Abstract The human genome is subject to constant attack by endogenous and environmental DNA damaging agents. If unrepaired, DNA lesions will give rise to mutations that in turn may lead to cancer formation. Fortunately, a complex network of DNA repair pathways operates to remove DNA lesions. To assess the biological significance of exposure to environmental DNA damaging agents, it is necessary to understand the details of the complex cellular response to DNA damage. Unlike the conserved LIG1 and LIG4 genes, lower eukaryotes lack a homolog of the mammalian LIG3 gene, which encodes at least three distinct polypeptides. Interestingly, the DNA ligase III¿-associated proteins, poly (ADP-ribose) polymerase 1 (PARP-1), XRCC1 and DNA polymerase (Pol) ¿, each of which have been implicated in base excision repair and the repair of DNA single strand breaks, are also found only in higher eukaryotes. Using a modified yeast two hybrid assay, we have identified a series of XRCC1 mutants that are defective in specific protein-protein interactions. In Specific Aim 1, we will utilize these mutants to delineate the functional and biological consequences of protein-protein interactions between DNA ligase III¿/XRCC1 and other proteins involved in base excision and single strand break repair. Recent studies have increased the repertoire of DNA repair transactions in which DNA ligase III¿/XRCC1 participates. In Specific Aim 2, we will determine how DNA ligase III¿/XRCC1 is recruited to the DNA nucleotide excision repair machinery and whether this involves an interaction between XRCC1 and PCNA. In preliminary studies, we have identified an interaction between DNA ligase III¿/XRCC1 and hRad50/hMre11/Nbs. In Specific Aim 3, we will determine how DNA damage regulates this interaction and whether these proteins act together in an error- prone non-homologous end-joining sub pathway that repairs DNA double strand breaks. Interestingly, this error-prone pathway is up-regulated in cancer cells and may contribute to their characteristic genomic instability. In Specific Aim 4, we will identify and characterize small molecule inhibitors of DNA ligase III. We envision that that these inhibitors will not only be valuable reagents for elucidating the cellular functions of the LIG3 gene products but also may serve as lead compounds for the development of novel anti-cancer agents.

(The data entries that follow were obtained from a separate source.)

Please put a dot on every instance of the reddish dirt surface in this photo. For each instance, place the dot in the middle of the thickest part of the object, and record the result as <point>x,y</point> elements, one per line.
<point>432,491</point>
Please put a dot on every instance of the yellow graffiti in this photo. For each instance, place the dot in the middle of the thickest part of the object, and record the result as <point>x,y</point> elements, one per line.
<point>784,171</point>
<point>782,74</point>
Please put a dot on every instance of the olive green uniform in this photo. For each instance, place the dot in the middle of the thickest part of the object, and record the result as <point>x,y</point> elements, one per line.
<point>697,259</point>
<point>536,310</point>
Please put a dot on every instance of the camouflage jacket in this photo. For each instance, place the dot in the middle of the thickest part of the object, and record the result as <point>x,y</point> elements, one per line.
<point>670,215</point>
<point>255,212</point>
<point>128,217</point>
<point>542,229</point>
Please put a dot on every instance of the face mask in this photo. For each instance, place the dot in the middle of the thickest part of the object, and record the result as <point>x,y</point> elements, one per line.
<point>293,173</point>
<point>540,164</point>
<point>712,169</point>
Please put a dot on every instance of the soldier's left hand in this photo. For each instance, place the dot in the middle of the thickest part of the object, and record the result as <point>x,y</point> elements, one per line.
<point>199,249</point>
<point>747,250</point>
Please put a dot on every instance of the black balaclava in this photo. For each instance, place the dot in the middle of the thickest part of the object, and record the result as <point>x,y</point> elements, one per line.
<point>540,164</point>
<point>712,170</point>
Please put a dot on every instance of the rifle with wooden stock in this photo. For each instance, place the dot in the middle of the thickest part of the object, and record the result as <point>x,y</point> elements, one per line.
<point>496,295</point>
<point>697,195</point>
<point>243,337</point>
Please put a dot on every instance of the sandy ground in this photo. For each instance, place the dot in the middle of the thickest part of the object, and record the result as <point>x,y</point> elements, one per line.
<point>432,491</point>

抽象的 人类基因组不断受到内源和环境 DNA 的攻击 如果不加以修复，DNA损伤将引起突变，进而可能导致 幸运的是，有一个复杂的 DNA 修复途径网络可以消除癌症的形成。 DNA 损伤评估暴露于环境 DNA 损伤的生物学意义。 剂，有必要了解细胞对 DNA 的复杂反应的细节 与保守的 LIG1 和 LIG4 基因不同，低等真核生物缺乏该基因的同源物。 哺乳动物LIG3基因，编码至少三种不同的多肽。 DNA 连接酶 III¿ -相关蛋白、聚（ADP-核糖）聚合酶 1 (PARP-1)、XRCC1 和 DNA 聚合酶 (Pol) ¿ ，其中每一个都与碱基切除修复有关，并且 DNA单链断裂的修复也仅在高等真核生物中发现使用修饰的。 通过酵母二杂交实验，我们鉴定出了一系列 XRCC1 突变体，这些突变体在 在特定目标 1 中，我们将利用这些突变体来描述特定的蛋白质-蛋白质相互作用。 DNA 连接酶之间蛋白质-蛋白质相互作用的功能和生物学后果 III¿ /XRCC1 和其他参与碱基切除和单链断裂修复的蛋白质。 研究增加了 DNA 修复交易的库，其中 DNA 连接酶 III¿ /XRCC1 参与特定目标 2，我们将确定 DNA 连接酶 III 如何进行。 /XRCC1 是 被招募到 DNA 核苷酸切除修复机制中，以及这是否涉及 XRCC1 和 PCNA 之间的相互作用 在初步研究中，我们已经确定了一种相互作用。 DNA 连接酶 III 之间¿ /XRCC1 和 hRad50/hMre11/Nbs 在具体目标 3 中，我们将确定 DNA 损伤如何调节这种相互作用以及这些蛋白质是否错误地共同作用 修复 DNA 双链断裂的易发生的非同源末端连接子通路。 模棱两可，这种容易出错的途径在癌细胞中上调，并可能有助于其 在特定目标 4 中，我们将识别并表征小的基因组不稳定性。 DNA 连接酶 III 的分子抑制剂我们设想这些抑制剂不仅是 是阐明 LIG3 基因产物的细胞功能的有价值的试剂，而且还可能 作为开发新型抗癌药物的先导化合物。